We use the pwgen program, commonly installed by default in many operating systems, to generate the password.

Once you create the file, encrypt it in-place with sops --in-place --encrypt <file-name>.

Edit your cluster.yaml file#

Add the following config as a top-level key to your cluster.yaml file. Note this filepath is relative to the location of your cluster.yaml file.

support:
  helm_chart_values_files:
    - support.values.yaml
    - enc-support.secret.values.yaml

Deploy the support chart via the deployer#

Use the deployer tool to deploy the support chart to the cluster. See Manually deploy a config change for details on how to setup the tool locally.

python3 deployer deploy-support CLUSTER_NAME

Setting DNS records#

Once the support chart has been successfully deployed, retrieve the external IP address for the ingress-nginx load balancer.

kubectl --namespace support get svc support-ingress-nginx-controller

Add the following DNS records via Namecheap.com:

  1. <cluster-name>.2i2c.cloud, used for the primary hub (if it exists).

  2. *.<cluster-name>.2i2c.cloud, for all other hubs, grafana and prometheus instances.
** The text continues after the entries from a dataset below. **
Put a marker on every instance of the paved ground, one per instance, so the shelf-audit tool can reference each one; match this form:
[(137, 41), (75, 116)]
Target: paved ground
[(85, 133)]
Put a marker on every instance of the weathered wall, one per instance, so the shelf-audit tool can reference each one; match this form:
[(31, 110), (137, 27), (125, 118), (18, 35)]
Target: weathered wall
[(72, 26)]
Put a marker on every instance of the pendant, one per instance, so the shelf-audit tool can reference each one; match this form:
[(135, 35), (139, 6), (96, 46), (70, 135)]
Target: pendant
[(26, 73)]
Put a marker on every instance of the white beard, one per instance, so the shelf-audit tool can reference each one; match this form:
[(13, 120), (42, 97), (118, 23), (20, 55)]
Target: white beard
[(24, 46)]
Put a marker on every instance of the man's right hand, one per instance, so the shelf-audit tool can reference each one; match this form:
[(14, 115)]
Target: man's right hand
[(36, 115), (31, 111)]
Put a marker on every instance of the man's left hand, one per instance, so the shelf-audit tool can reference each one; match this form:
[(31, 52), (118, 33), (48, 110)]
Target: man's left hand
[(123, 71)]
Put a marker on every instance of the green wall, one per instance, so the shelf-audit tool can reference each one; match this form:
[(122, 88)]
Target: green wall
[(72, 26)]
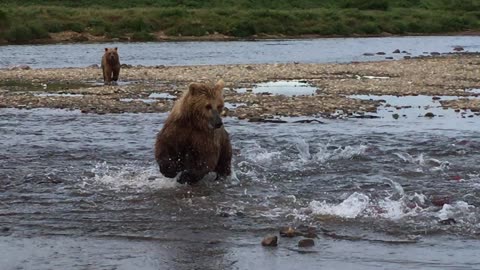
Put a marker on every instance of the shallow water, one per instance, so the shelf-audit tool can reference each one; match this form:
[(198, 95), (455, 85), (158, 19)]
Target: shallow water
[(326, 50), (81, 190)]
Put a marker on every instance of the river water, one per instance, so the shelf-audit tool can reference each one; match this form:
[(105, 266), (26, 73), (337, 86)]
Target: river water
[(329, 50), (82, 191)]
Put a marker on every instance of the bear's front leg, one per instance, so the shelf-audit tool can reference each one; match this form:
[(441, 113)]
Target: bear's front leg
[(224, 164), (191, 176)]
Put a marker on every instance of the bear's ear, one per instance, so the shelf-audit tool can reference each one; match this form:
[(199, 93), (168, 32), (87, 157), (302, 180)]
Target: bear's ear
[(219, 85), (194, 89)]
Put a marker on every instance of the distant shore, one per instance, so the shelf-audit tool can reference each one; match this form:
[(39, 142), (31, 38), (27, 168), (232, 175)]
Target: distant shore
[(51, 21), (70, 37), (82, 88)]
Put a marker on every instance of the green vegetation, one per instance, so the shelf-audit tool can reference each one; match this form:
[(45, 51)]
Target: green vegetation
[(28, 20)]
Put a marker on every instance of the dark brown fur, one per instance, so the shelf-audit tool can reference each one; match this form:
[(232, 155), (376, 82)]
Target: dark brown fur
[(193, 140), (110, 65)]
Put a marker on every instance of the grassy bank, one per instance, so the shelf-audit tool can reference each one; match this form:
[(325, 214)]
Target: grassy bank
[(143, 20)]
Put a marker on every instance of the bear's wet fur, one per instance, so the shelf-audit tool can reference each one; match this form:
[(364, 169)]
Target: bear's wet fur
[(193, 140), (110, 65)]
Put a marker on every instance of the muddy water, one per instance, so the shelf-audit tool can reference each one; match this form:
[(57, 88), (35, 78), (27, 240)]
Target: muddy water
[(328, 50), (82, 192)]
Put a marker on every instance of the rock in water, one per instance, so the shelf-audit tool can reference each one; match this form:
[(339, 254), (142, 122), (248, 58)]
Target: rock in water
[(448, 221), (288, 232), (306, 243), (270, 241)]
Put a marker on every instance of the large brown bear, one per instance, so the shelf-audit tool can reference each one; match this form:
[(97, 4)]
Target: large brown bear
[(193, 141), (110, 65)]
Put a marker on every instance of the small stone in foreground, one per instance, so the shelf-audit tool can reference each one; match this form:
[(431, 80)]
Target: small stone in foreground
[(270, 241), (306, 243)]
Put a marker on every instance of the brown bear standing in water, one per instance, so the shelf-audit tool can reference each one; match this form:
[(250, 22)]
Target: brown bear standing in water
[(110, 65), (193, 141)]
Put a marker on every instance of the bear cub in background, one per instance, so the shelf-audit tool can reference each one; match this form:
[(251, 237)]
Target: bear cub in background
[(110, 65)]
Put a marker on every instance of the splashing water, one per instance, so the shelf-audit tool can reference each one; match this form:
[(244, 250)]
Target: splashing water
[(131, 177)]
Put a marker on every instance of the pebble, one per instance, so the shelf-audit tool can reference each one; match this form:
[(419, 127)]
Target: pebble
[(306, 243), (270, 241)]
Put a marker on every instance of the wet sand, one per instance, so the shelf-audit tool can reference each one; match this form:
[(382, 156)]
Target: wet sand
[(82, 89)]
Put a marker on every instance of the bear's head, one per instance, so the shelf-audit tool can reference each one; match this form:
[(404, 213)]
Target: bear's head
[(111, 54), (202, 105)]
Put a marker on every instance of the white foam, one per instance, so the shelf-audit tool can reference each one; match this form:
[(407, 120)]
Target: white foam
[(303, 149), (351, 207), (347, 152), (131, 177), (394, 206), (458, 208)]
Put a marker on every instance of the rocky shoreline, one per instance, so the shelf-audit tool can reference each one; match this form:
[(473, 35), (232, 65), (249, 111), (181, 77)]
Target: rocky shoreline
[(153, 89)]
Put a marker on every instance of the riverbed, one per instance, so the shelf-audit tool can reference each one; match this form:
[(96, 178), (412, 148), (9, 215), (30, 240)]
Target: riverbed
[(83, 191), (389, 182)]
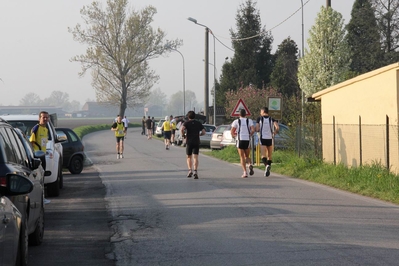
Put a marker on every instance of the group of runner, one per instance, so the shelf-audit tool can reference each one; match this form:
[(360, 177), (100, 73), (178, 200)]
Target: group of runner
[(242, 129)]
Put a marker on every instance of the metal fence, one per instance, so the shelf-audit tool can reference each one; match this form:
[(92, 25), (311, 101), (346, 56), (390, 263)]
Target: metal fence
[(349, 144)]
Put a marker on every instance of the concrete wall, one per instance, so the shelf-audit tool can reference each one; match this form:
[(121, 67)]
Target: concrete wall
[(371, 96)]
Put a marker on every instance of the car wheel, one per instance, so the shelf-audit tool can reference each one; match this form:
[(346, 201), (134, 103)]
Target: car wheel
[(53, 189), (36, 238), (60, 176), (76, 165), (22, 256)]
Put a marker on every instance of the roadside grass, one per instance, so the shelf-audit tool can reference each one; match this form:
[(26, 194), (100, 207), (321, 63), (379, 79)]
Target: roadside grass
[(369, 180), (372, 180)]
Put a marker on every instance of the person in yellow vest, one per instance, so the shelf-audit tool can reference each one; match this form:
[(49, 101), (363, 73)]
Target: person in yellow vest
[(39, 138), (166, 128), (173, 130), (119, 128)]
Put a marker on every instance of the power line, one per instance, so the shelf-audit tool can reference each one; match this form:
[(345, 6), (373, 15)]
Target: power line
[(257, 35)]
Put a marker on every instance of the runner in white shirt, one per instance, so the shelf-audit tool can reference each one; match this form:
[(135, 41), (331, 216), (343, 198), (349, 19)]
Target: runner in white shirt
[(267, 127), (126, 124), (243, 129)]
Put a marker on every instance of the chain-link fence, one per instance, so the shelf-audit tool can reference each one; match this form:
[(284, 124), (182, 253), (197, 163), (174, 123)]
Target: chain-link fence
[(351, 145)]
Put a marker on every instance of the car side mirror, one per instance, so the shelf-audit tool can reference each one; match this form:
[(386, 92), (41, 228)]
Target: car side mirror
[(61, 138), (13, 184)]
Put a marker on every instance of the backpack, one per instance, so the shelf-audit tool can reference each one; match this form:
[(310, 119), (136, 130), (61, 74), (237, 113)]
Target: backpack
[(239, 128), (270, 124)]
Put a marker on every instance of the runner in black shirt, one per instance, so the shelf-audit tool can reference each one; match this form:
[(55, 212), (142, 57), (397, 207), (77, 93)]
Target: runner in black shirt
[(192, 130)]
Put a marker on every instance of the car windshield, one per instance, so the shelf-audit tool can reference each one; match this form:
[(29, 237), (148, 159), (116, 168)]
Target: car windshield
[(25, 127), (209, 128)]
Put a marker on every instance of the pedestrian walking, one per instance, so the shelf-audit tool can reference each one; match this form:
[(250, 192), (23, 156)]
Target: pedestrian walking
[(267, 127), (242, 129), (191, 130), (148, 124), (173, 130), (143, 125), (39, 138), (166, 128), (119, 129), (126, 124), (153, 126)]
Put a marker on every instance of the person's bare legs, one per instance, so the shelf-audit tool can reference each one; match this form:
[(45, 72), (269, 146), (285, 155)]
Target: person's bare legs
[(267, 158), (243, 162), (189, 165)]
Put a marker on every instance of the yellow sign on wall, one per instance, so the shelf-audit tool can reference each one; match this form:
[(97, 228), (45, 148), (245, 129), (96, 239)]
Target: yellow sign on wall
[(275, 107)]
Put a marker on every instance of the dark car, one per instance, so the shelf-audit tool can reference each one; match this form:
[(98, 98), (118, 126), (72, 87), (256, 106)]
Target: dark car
[(13, 231), (73, 150), (17, 158)]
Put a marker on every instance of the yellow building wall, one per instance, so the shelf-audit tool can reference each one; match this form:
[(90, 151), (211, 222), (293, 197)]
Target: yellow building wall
[(371, 96)]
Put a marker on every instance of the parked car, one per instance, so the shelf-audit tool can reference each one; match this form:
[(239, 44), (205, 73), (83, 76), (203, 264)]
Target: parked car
[(158, 129), (205, 140), (13, 229), (54, 178), (217, 136), (35, 208), (73, 150), (18, 159)]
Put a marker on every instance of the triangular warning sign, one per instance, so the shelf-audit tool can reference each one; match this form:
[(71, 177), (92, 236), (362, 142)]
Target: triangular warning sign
[(240, 105)]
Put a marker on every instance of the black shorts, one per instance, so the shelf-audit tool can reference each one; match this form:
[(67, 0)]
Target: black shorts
[(243, 144), (192, 149), (166, 134), (266, 142)]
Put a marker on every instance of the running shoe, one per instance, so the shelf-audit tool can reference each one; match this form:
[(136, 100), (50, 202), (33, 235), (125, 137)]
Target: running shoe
[(251, 169), (267, 170)]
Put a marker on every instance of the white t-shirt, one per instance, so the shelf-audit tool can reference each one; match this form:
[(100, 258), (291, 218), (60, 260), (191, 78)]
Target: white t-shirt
[(242, 133), (266, 129), (125, 122)]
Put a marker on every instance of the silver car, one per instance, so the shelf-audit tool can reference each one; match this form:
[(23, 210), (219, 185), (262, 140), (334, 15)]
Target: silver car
[(13, 232)]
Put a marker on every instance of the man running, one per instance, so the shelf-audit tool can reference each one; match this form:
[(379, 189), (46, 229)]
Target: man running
[(192, 130), (243, 129), (119, 129), (264, 126)]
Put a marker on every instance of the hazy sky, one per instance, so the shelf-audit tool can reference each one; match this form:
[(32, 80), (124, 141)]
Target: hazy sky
[(36, 46)]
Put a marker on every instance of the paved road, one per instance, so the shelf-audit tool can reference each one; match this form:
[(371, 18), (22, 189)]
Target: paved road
[(157, 216)]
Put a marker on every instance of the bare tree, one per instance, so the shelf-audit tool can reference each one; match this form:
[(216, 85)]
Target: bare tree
[(121, 42)]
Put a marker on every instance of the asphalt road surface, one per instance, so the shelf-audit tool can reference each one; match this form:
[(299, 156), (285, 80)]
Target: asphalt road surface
[(142, 210)]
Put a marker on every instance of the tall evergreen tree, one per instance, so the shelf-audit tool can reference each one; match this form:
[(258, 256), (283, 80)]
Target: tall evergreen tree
[(327, 60), (364, 38), (387, 14), (252, 61), (284, 77)]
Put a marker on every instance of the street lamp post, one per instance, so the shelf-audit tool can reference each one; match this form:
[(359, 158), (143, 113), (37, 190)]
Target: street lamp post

The DNS records should be A records if using GCP or Azure (where external IP is an IPv4 address), or CNAME records if using AWS (where external IP is a domain name).

Wait a while for the DNS to propagate!

Log in to the cluster-spcific Grafana dashboard#

Eventually, visiting GRAFANA_URL will present you with a login page. Here are the credentials for logging in:

  • username: admin

  • password: located in helm-charts/support/enc-support.secret.values.yaml (sops encrypted).

Register the cluster’s Prometheus Server with the central Grafana#

Once you have deployed the support chart, you must also register this cluster as a datasource for the central Grafana dashboard. This will allow you to visualize cluster statistics not only from the cluster-specific Grafana deployement but also from the central dashboard, that aggregates data from all the clusters.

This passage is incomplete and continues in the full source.